Che poi ha portato Monti a definire la Cgil conservatrice?
«Non mi affascina dare voti. Certo quella mi pare una tesi ardita tanto più che proviene da chi ha negato la concertazione e al massimo ha “concesso” la consultazione ».
Resta il fatto che Monti vi considera un ostacolo all’innovazione.
«Mi pare che a partire dal capitolo sull’Europa, l’agenda Monti sia totalmente espressione di una posizione conservatrice. Rispetto a un dibattito che si pone il tema della federazione degli stati europei, il programma del presidente del Consiglio è fermo al fiscal compact. Da quella concezione dell’Europa deriva anche l’assenza delle politiche sociali nell’azione del governo e che l’agenda ripropone».
I vincoli europei vanno però rispettati. O pensa che vadano ridiscussi?
«Certo che quei vincoli vanno rispettati. E capisco che dopo Berlusconi andava precisato, ma non si può ridurre l’Europa al fiscal compact».
Ritiene che ci siano somiglianze tra il programma di Monti e quello del ‘94 di Berlusconi?
«Alcuni lo pensano, io no. sa che mi sconcerta è l’idea che nella società civile esistano solo gli imprenditori. Non c’è nient’altro. Manca la società che certo è un paradosso per chi sostiene — e io condivido — che si debba superare l’individualismo per ritornare a una dimensione collettiva. La “mancanza di società” conduce così a sorvolare sui temi decisivi come per esempio quelli della cittadinanza per tutti coloro che nascono in Italia o della laicità».

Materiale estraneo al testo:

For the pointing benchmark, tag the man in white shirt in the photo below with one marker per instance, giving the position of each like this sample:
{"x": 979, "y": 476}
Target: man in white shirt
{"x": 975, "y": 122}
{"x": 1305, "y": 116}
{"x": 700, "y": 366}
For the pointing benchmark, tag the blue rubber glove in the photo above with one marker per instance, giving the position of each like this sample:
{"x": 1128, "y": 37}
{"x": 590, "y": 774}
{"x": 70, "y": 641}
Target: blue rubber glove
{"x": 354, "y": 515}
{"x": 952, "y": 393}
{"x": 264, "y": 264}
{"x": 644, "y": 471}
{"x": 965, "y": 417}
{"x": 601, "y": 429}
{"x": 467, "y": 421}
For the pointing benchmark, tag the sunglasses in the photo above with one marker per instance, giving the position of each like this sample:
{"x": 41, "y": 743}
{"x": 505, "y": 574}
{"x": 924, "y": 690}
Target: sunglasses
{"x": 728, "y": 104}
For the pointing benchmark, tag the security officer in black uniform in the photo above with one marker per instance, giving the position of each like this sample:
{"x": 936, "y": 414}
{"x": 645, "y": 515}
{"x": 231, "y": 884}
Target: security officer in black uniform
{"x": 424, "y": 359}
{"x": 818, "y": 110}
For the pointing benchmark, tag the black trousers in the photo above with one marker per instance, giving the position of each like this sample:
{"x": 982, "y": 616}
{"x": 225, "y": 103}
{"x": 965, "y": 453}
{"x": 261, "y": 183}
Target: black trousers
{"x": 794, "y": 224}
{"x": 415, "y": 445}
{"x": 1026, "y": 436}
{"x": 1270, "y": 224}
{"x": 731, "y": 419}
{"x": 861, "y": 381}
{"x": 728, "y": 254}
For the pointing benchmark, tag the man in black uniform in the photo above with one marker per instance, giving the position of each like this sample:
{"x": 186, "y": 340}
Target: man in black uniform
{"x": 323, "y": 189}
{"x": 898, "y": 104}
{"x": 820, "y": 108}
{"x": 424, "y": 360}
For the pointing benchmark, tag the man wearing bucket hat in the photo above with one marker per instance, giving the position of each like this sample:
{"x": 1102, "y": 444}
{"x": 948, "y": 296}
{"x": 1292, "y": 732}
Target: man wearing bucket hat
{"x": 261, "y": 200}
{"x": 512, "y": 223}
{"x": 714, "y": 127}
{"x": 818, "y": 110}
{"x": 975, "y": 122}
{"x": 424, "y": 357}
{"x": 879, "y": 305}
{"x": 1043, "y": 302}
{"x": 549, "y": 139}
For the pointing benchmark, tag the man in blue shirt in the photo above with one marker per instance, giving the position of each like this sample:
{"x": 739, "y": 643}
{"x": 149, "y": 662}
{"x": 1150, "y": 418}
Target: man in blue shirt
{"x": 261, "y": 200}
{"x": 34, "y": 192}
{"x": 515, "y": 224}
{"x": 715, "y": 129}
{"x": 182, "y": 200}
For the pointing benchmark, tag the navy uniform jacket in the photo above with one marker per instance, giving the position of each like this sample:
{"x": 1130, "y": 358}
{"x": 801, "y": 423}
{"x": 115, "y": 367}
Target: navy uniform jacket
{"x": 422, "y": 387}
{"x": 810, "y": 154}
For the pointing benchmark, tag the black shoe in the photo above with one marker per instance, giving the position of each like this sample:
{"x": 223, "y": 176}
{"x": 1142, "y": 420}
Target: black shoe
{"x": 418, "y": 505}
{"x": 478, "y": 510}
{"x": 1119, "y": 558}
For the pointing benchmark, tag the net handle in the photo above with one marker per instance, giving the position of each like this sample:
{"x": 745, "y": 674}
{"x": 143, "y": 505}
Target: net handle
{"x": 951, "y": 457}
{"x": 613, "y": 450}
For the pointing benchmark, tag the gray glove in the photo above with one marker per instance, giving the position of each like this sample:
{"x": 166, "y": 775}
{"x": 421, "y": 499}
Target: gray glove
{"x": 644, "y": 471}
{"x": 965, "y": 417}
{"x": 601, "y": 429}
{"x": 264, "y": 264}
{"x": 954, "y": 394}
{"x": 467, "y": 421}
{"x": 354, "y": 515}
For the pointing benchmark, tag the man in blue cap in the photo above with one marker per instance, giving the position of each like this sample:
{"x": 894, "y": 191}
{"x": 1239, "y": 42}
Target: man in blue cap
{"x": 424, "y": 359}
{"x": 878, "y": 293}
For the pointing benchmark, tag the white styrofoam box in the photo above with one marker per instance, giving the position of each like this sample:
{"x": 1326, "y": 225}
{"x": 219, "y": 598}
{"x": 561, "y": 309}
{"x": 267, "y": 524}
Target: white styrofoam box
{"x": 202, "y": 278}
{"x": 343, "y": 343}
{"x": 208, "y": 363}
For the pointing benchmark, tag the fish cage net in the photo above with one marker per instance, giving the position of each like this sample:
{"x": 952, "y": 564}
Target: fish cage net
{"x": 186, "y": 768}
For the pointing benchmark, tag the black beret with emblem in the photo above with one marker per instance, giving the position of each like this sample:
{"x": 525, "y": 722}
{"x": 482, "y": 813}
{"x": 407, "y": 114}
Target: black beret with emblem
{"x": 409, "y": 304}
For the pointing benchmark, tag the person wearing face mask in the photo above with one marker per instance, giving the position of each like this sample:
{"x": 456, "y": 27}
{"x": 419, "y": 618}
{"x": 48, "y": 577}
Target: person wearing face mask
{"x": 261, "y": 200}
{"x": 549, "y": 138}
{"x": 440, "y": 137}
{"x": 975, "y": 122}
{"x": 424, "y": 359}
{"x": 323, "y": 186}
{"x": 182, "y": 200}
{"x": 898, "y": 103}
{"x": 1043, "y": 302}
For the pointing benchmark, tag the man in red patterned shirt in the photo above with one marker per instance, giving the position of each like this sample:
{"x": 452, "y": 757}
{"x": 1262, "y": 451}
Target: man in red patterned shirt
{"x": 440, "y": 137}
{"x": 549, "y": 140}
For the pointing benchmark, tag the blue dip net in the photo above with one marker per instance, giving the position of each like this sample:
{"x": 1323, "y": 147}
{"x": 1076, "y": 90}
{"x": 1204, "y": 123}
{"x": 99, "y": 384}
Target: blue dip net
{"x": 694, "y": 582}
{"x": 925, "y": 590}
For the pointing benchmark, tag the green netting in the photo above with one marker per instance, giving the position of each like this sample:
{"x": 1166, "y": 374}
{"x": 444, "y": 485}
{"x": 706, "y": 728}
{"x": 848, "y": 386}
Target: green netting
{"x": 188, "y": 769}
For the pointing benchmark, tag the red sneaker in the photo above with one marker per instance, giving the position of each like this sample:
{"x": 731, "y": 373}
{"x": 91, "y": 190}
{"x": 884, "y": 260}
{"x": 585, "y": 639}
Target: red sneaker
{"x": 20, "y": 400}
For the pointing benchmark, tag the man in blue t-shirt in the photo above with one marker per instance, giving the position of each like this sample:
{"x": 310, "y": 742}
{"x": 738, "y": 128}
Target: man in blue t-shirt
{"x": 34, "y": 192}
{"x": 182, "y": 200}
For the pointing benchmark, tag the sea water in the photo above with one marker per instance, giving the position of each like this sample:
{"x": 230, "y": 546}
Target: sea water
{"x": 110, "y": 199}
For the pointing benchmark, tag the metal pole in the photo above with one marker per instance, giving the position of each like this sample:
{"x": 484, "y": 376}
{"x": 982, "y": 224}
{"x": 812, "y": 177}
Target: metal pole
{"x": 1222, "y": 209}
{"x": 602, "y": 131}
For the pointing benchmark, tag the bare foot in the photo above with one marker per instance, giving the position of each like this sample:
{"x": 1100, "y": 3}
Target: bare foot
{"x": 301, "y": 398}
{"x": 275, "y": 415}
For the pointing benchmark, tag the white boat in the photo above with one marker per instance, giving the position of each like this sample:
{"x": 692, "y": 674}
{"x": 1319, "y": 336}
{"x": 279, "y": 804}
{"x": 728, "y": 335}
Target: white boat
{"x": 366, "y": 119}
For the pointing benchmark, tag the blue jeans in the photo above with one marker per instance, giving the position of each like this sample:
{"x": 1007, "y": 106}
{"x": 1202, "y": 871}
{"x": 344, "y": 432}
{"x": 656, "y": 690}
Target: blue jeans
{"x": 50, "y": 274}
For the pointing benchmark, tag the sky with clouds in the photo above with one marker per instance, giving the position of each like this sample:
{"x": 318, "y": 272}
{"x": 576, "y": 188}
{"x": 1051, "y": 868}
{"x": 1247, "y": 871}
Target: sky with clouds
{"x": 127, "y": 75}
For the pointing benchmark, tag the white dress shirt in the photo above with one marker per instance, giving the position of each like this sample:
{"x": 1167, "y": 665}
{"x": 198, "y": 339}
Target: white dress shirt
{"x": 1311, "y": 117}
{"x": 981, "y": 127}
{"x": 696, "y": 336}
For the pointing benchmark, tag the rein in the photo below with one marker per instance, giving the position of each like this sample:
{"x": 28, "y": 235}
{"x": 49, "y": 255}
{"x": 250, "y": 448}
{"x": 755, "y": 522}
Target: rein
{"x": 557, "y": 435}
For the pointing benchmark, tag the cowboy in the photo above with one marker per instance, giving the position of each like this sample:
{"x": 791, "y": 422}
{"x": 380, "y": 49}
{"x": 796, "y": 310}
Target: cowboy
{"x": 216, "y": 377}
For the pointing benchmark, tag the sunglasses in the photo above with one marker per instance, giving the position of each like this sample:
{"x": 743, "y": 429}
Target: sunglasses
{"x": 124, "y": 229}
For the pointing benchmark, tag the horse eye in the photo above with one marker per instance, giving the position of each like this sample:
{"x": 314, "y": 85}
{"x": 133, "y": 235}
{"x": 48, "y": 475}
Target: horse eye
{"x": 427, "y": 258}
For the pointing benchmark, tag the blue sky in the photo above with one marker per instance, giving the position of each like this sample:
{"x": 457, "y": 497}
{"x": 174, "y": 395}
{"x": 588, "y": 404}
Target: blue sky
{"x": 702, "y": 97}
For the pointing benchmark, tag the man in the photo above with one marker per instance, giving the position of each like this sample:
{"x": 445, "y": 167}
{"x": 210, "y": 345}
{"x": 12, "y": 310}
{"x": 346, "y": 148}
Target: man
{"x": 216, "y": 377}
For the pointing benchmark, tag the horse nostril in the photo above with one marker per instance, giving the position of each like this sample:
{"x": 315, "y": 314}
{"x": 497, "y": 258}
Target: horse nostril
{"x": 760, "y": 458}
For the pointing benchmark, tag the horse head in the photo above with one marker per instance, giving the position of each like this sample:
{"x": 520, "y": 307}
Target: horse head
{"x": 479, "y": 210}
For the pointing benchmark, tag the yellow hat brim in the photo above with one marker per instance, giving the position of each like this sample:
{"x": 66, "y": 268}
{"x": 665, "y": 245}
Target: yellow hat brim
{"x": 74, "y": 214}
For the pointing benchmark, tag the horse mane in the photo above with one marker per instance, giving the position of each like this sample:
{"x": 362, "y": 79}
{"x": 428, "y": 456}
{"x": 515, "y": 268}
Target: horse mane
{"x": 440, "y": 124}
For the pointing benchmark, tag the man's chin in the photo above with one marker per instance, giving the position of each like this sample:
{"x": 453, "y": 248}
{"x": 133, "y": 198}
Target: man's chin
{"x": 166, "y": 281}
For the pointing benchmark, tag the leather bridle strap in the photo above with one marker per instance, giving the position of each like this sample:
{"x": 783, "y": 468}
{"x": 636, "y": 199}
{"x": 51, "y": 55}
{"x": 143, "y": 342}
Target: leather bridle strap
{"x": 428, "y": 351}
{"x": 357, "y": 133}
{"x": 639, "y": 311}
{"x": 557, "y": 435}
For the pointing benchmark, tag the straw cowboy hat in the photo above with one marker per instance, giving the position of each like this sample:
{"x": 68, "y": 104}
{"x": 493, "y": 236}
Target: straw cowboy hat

Quale ruolo pensa abbia avuto la Chiesa nella costruzione della discesa in campo di Monti?
«Penso che la Chiesa si sia fin troppo occupata della sfera secolare del potere. Ma è difficile non vedere una sua influenza nella concezione tradizionalissima e poco realistica della famiglia, quale emerge dall’agenda Monti».
Non è d’accordo con Monti quando sostiene che si deve ridare vigore alla produzione indu-
«Significativamente il capitolo sull’industria comincia citando tre casi: Ilva, Alcoa, Irisbus. Perfetto: tre vertenze non risolte. Le ricordo che Monti è il presidente del Consiglio dimissionario. Quelle vertenze le ha gestite anche il suo governo».
C’è anche la proposta di istituire un Fondo per le ristrutturazioni industriali. Non le piace?
«Il limite di quell’agenda è che si affida tutto al fisco e alla ripresa degli investimenti dei privati. Allo Stato non viene affidato alcun compito. Perché non si propone di incrementare gli investimenti pubblici produttivi? L’unica leva su cui si opera è quella fiscale. Si riduce tutto a una manovra fiscale, con l’attivazione di crediti di imposta, di defiscalizzazioni, di trattamenti fiscali diversificati. Per il resto ci sono i temi, ma mancano i relativi svolgimenti».
Sul lavoro c’è un pacchetto di proposte sui giovani e le donne. Idee conservatrici?
«Si dice che c’è il dualismo nel mercato del lavoro ma non come uscirne. E soprattutto si dice che non vanno toccate le nuove norme sul lavoro. Difficile non essere d’accordo che al massimo si possa rimanere disoccupati per un anno. Domanda: come?».
Quello sulle donne non è un capitolo originale?
«Per la verità Monti aveva detto le stesse cose nel suo discorso di insediamento davanti alle Camere. E poi sono almeno dieci anni che noi della Cgil, forti anche di uno studio proprio della Bocconi, sosteniamo che con 100 mila nuovi posti di lavoro di donne il Pil potrebbe crescere dell’1,5 per cento. Ma poi, le politiche di conciliazione tra lavoro e famiglia Monti pensa di farle con la leva fiscale o con i servizi pubblici? Di tutto questo non c’è traccia. Così come sono stati espunti il Mezzogiorno, la coesione sociale, e lo stesso fenomeno della povertà infantile».
Eppure si riconosce la centralità della scuola. Più che la Thatcher, come lei ha detto, Monti copia Tony Blair. Non crede?
«Sulla formazione e la scuola, al di là del titolo, il documento cita solo la valutazione degli insegnanti e nulla dice come rimediare ai tagli. Mi pare davvero poco se, come penso, su scuola e formazione costruiamo il nostro futuro».